Wichita lawsuit says developers owe the city $1.8 million. They may pay $400,000
The city of Wichita is poised to settle a lawsuit it filed in 2023 alleging broken promises and missed payments by developers on a $2.5 million loan that was backed by a verbal agreement.
Under the proposed settlement, the city would receive $400,000 — more than $1.4 million short of what the city said in court filings it was owed. In exchange, the city would dismiss the lawsuit against Old Town developer David C. Burk and Key Construction owner David E. Wells.
The settlement would leave H.H. Holding LLC on the hook for more than $1 million. The company, however, is dormant and has no assets or income.
“If the entity recapitalizes, it would be subject to the judgment amount,” Jim Jonas, director of communications for the city, said.
Wichita gave the developers a $2.5 million loan in 2011 to redevelop the Ken-Mar shopping center on the northwest corner of 13th and Oliver. Instead of redeveloping the site, the developers sold the property to Walmart for $2.4 million.
None of that money went back to the city, according to the lawsuit. Walmart opened a neighborhood market in 2012 and closed it in 2016.
H.H. Holding LLC, a Kansas limited liability company created for the sole purpose of developing Ken-Mar that was temporarily dissolved in 2022, is owned by Burk and Summit Holdings LLC. Summit’s principal owners are Key Construction owners David E. Wells and Kenneth A. Wells and Key Construction CEO Richard R. McCafferty, state business filings show.
The city sued H.H. Holding, Burk and Wells, saying they still owed the city more than $1.8 million of the loan it gave them.
The Wichita City Council is expected to vote Tuesday on the $400,000 settlement as part of its consent agenda, a list of routine items that are approved without debate or public comment.

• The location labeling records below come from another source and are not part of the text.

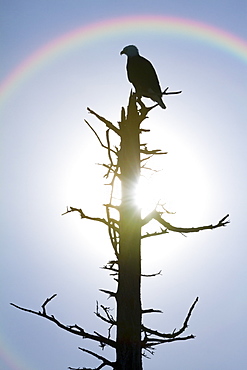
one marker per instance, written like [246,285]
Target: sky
[59,57]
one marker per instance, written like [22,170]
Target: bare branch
[152,275]
[106,122]
[156,233]
[105,361]
[165,92]
[155,215]
[151,310]
[168,337]
[158,218]
[74,329]
[98,219]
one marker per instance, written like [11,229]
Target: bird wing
[142,75]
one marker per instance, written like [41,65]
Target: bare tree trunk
[125,235]
[128,294]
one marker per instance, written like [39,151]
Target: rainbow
[85,35]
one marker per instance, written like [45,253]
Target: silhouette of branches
[73,329]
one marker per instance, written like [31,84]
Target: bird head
[130,51]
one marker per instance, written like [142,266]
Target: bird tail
[160,102]
[156,97]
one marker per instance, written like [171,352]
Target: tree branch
[74,329]
[168,337]
[157,216]
[106,122]
[98,219]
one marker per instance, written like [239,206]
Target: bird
[142,75]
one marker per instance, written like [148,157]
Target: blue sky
[48,158]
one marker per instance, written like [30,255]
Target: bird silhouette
[142,75]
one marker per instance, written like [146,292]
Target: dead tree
[124,223]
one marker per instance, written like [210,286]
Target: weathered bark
[129,259]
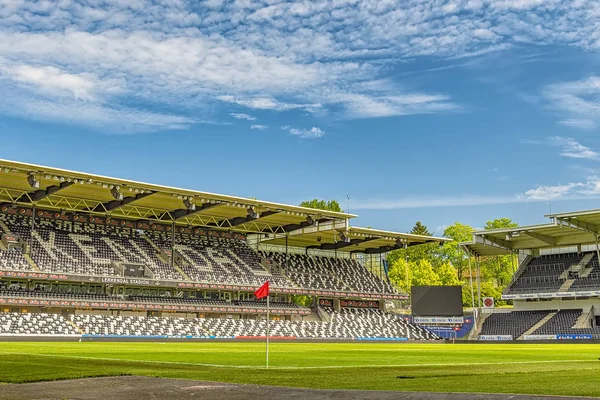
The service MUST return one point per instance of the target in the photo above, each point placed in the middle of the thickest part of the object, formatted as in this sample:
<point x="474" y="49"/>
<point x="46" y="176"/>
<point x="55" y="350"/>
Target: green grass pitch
<point x="555" y="369"/>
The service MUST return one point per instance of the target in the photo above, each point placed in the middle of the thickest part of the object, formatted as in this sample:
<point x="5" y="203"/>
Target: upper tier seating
<point x="365" y="323"/>
<point x="42" y="294"/>
<point x="86" y="249"/>
<point x="12" y="259"/>
<point x="542" y="274"/>
<point x="591" y="281"/>
<point x="35" y="324"/>
<point x="563" y="322"/>
<point x="327" y="273"/>
<point x="347" y="324"/>
<point x="515" y="323"/>
<point x="217" y="259"/>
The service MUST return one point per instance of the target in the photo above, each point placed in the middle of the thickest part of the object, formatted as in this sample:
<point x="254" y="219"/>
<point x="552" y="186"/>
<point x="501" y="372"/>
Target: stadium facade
<point x="556" y="287"/>
<point x="93" y="256"/>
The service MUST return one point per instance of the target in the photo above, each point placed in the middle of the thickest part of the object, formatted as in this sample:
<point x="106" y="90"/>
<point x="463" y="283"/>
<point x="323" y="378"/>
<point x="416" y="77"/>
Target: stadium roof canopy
<point x="568" y="229"/>
<point x="58" y="189"/>
<point x="330" y="236"/>
<point x="588" y="221"/>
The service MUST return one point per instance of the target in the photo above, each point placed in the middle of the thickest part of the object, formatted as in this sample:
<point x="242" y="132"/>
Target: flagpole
<point x="268" y="322"/>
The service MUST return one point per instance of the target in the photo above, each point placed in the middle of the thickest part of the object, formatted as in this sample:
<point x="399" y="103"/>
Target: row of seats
<point x="346" y="324"/>
<point x="517" y="323"/>
<point x="563" y="322"/>
<point x="327" y="273"/>
<point x="41" y="294"/>
<point x="64" y="246"/>
<point x="547" y="273"/>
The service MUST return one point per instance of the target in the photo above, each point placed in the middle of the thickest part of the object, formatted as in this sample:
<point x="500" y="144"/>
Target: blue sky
<point x="439" y="111"/>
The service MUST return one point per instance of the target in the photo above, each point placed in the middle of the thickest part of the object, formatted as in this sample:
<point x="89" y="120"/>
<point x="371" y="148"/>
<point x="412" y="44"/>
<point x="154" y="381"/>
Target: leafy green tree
<point x="500" y="268"/>
<point x="447" y="275"/>
<point x="423" y="274"/>
<point x="500" y="223"/>
<point x="331" y="205"/>
<point x="420" y="229"/>
<point x="428" y="251"/>
<point x="400" y="274"/>
<point x="451" y="252"/>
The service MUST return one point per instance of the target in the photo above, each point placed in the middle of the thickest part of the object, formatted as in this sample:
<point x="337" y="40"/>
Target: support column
<point x="478" y="282"/>
<point x="475" y="311"/>
<point x="336" y="304"/>
<point x="286" y="252"/>
<point x="173" y="244"/>
<point x="597" y="250"/>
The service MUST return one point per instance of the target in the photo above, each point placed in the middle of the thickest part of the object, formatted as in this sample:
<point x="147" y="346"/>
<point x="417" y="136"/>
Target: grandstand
<point x="87" y="255"/>
<point x="556" y="287"/>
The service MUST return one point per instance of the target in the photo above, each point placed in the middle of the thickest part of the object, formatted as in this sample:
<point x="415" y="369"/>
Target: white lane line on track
<point x="299" y="368"/>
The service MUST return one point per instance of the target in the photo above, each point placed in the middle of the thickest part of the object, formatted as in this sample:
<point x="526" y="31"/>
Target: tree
<point x="420" y="229"/>
<point x="428" y="251"/>
<point x="331" y="205"/>
<point x="448" y="276"/>
<point x="400" y="274"/>
<point x="499" y="268"/>
<point x="450" y="250"/>
<point x="500" y="223"/>
<point x="423" y="274"/>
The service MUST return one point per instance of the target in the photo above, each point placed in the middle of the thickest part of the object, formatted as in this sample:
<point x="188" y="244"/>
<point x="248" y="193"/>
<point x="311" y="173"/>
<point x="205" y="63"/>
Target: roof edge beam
<point x="114" y="204"/>
<point x="341" y="244"/>
<point x="586" y="226"/>
<point x="43" y="193"/>
<point x="498" y="242"/>
<point x="542" y="238"/>
<point x="184" y="212"/>
<point x="230" y="223"/>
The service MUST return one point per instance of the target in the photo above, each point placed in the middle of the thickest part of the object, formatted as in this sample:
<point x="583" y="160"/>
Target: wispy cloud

The agenda item is labeled as a settlement agreement and names only H.H. Holding. It does not mention Burk or Wells.
Wells, a partial owner of H.H. Holding through another LLC, told the city in a 2022 email that the business was insolvent with no income or assets, court filings show.
Under the original development agreement, the city was supposed to use tax increment financing, which would capture new property taxes in the area to pay for the incentives. But the city did not issue TIF bonds on the site and instead gave the developers a direct loan of $2.5 million that the city labeled a “TIF Loan” in city documents.
The city said in the lawsuit that Burk and Wells “made oral representations to the City” that they would continue making payments at 3% interest through 2029.
The developers repaid the city $717,000 from 2013 to October 2019 but stopped responding to invoices after that, the city says.
Despite the stop in payments, the City Council continued to approve more public incentives and development agreements with the same developers, including large projects in Riverside and near the city’s new baseball stadium.
The city said in its lawsuit that the developers paid through 2019 to “maintain a standing performance record with the City that would enable their numerous incentive applications for other projects to successfully pass through the City’s vetting process.”
In 2022, Wells informed the city that the developers would no longer pay, according to an email attachment the city included with its lawsuit.
They stopped paying “because they had already secured the desired benefits for their other projects with the City,” the city’s lawsuit says.
Lawyers for Burk, Wells and H.H. Holding did not respond to requests for comment on Friday.
In court filings, the developers largely denied the city’s claims and said the city’s interpretation of the agreement did not “completely and accurately reflect the obligations of the parties to the Development Agreement.” They also said the city failed to hold itself to the original development agreement by not issuing TIF bonds.